Saturday, February 13, 2016

Justice Antonin Scalia, Who Led a Conservative Renaissance on the Supreme Court, Is Dead at 79 - The New York Times

Left...Antonin Scalia in uniform at Xavier H.S.,
 then a military academy.

Antonin Scalia was Jesuit educated...at Xavier High School on West 16th Street in Manhattan. About twenty years ago he was invited to give the annual Founders Day lecture at Seton Hall University, where I had recently started teaching. The law school Dean Ronald Riccio introduced him, saying "if you know anything about Catholic education in the City in the fifties you know that Xavier was at the top, and Justice Scalia was at the top of his class."

I waited my turn on the reception line following the talk. "I graduated from Brooklyn Prep, I said, introducing myself. Ah ha, he said, recognizing a fellow Jesuit-schooled lawyer. "But", I said, I thought all the smart guys went to Regis (where every boy was on scholarship)". He said "I took the test for Brooklyn Prep but had a bad morning and didn't get in". From which I concluded that Antonin Scalia was willing to tell a white lie for the sake of a better story. -GWC

Justice Antonin Scalia, Who Led a Conservative Renaissance on the Supreme Court, Is Dead at 79 - The New York Times
by Adam Liptak

Justice Antonin Scalia, whose transformative legal theories, vivid writing and outsize personality made him a leader of a conservative intellectual renaissance in his three decades on the Supreme Court, was found dead on Saturday at a resort in West Texas, according to a statement from Chief Justice John G. Roberts Jr. He was 79.

“He was an extraordinary individual and jurist, admired and treasured by his colleagues,” Chief Justice Roberts said. “His passing is a great loss to the Court and the country he so loyally served.”

The cause of death was not immediately released.

Justice Scalia began his service on the court as an outsider known for caustic dissents that alienated even potential allies.
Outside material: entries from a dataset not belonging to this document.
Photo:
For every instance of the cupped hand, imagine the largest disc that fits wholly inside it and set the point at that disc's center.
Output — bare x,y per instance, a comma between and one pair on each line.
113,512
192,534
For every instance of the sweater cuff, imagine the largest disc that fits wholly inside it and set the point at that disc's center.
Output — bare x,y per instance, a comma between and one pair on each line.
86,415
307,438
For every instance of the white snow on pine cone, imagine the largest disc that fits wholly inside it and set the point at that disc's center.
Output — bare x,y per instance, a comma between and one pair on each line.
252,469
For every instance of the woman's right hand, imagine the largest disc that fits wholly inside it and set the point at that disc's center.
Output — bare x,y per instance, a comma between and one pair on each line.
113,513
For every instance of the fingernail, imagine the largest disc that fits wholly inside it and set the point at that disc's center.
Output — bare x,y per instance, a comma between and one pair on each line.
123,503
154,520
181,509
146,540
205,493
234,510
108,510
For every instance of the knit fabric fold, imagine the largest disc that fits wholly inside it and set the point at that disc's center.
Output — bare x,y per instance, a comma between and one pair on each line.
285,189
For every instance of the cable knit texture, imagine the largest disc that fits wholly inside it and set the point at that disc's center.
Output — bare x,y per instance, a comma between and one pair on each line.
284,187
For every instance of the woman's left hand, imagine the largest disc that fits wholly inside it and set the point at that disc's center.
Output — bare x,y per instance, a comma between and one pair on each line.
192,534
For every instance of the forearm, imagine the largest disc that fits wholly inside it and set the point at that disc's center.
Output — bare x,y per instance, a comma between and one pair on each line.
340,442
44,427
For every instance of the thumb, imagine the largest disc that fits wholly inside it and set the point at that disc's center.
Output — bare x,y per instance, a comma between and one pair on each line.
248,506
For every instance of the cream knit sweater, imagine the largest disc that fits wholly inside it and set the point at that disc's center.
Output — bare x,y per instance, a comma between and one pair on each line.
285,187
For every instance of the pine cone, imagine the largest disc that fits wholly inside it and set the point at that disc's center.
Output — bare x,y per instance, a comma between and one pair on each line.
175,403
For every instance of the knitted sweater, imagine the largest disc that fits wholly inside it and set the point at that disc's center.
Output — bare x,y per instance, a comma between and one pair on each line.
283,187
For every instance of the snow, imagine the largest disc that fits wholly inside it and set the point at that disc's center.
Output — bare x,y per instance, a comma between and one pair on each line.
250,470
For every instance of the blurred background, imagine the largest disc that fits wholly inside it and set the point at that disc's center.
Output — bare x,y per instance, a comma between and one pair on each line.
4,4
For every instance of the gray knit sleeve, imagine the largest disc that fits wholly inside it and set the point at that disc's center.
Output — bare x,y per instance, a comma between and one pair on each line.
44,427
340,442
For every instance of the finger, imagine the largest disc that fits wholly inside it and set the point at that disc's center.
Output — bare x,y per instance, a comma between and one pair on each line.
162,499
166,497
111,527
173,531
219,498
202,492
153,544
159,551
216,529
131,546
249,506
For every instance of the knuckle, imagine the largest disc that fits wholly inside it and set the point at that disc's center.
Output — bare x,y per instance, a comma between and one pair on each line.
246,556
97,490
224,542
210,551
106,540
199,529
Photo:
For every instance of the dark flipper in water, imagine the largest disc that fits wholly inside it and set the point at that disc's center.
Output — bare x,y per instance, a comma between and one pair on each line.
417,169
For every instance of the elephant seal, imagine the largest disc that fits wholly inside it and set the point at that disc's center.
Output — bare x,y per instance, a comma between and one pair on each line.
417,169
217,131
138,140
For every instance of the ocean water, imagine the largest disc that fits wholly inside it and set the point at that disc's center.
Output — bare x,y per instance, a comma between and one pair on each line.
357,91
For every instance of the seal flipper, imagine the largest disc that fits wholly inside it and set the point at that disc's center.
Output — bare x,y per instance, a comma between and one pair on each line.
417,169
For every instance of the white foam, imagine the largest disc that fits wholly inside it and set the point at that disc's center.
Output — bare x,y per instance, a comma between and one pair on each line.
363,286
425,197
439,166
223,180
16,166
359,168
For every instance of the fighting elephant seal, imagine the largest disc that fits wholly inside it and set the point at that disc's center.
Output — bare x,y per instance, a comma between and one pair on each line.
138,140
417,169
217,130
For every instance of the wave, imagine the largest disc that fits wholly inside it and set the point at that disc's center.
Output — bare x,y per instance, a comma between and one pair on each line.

But his theories, initially viewed as idiosyncratic, gradually took hold, and not only on the right and not only in the courts.
He was, Judge Richard A. Posner wrote in The New Republic in 2011, “the most influential justice of the last quarter century.” Justice Scalia was a champion of originalism, the theory of constitutional interpretation that seeks to apply the understanding of those who drafted and ratified the Constitution. In Justice Scalia’s hands, originalism generally led to outcomes that pleased political conservatives, but not always. His approach was helpful to criminal defendants in cases involving sentencing and the cross-examination of witnesses.